This project is an attempt to implement core ideas learned from the **Erlang/OTP**  
framework in Haskell using **`extensible-effects`**.

This library sketches my personal history of working on a large, real world Erlang
application, trying to bring some of the ideas over to Haskell.

I know about cloud-haskell and transient, but I wanted something based on 
'extensible-effects', and I also wanted to deepen my understanding of it.

### Modeling an Application with Processes

The fundamental approach to modelling applications in Erlang is
based on the concept of concurrent, communicating processes, without
shared state. 

**`Processes`** are at the center of that contraption. All *actions*
happens in processes, and all *interactions* happen via messages sent
between processes. 

This is called **Message Passing Concurrency**;
in this library it is provided via the **`Process`** effect. 

The **`Process`** effect itself is just an *abstract interface*.
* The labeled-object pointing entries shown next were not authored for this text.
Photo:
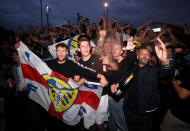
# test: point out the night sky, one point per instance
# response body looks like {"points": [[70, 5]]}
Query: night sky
{"points": [[27, 12]]}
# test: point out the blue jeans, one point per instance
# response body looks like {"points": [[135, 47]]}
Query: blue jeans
{"points": [[117, 117]]}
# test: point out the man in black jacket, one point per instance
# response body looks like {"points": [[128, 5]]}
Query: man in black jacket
{"points": [[142, 98]]}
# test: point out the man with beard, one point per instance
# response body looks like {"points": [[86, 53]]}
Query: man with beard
{"points": [[141, 100], [96, 62]]}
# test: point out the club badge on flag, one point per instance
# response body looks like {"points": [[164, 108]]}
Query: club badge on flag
{"points": [[59, 95]]}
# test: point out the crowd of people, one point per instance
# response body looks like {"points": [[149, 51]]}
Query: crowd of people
{"points": [[156, 99]]}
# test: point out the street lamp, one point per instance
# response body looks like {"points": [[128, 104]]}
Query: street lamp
{"points": [[106, 6], [47, 11]]}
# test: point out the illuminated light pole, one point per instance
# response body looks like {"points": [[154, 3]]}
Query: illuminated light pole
{"points": [[41, 13], [47, 14], [106, 6]]}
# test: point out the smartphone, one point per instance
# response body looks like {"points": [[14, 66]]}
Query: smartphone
{"points": [[156, 29]]}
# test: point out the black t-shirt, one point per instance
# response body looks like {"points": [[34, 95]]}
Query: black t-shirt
{"points": [[70, 68], [181, 108], [94, 63]]}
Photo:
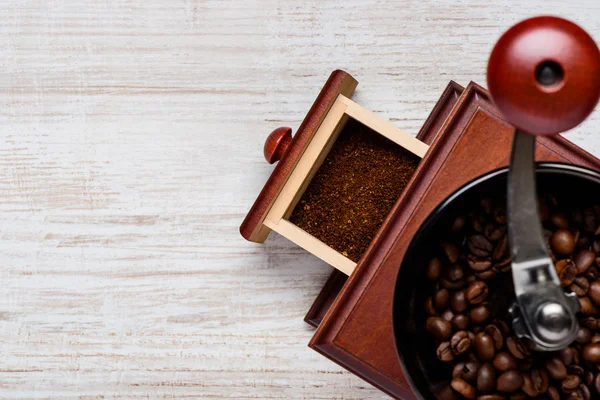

There are two schedulers, that *interpret* the `Process` effect:

- A *multi-threaded* scheduler, based on the `async`
- A *pure* single-threaded scheduler, based on coroutines

### Process Life-Cycles and Interprocess Links

All processes except the first process are **`spawned`** by existing 
processes.

When a process **`spawns`** a new process, both are mutually **linked**, and
the former is called *parent* and the other *child*.

Process links form a trees.

When a parent process dies, the child processes dies as well.

If on the other hand a child dies, the parent will not die unless the
child *crashed*. 

A parent might also react by *restarting* the child from a defined starting
state.

Because processes never share memory, the internal - possibly broken - state of 
a process is gone, when a process exits; hence restarting a process will not
be bothered by left-over, possibly inconsistent, state. 

Erlang such parent processes are call *supervisor* processes in Erlang.

In order to build **supervision trees** the `Process` effect allows:

- Interrupting and killing Processes
- Process Monitoring
- Process Linking
- Timers and Timeouts

These facilities are very important to build **non-defensive**, **let-it-crash**
applications, resilient to runtime errors.   

Currently a custom **logging effect** is also part of the code base.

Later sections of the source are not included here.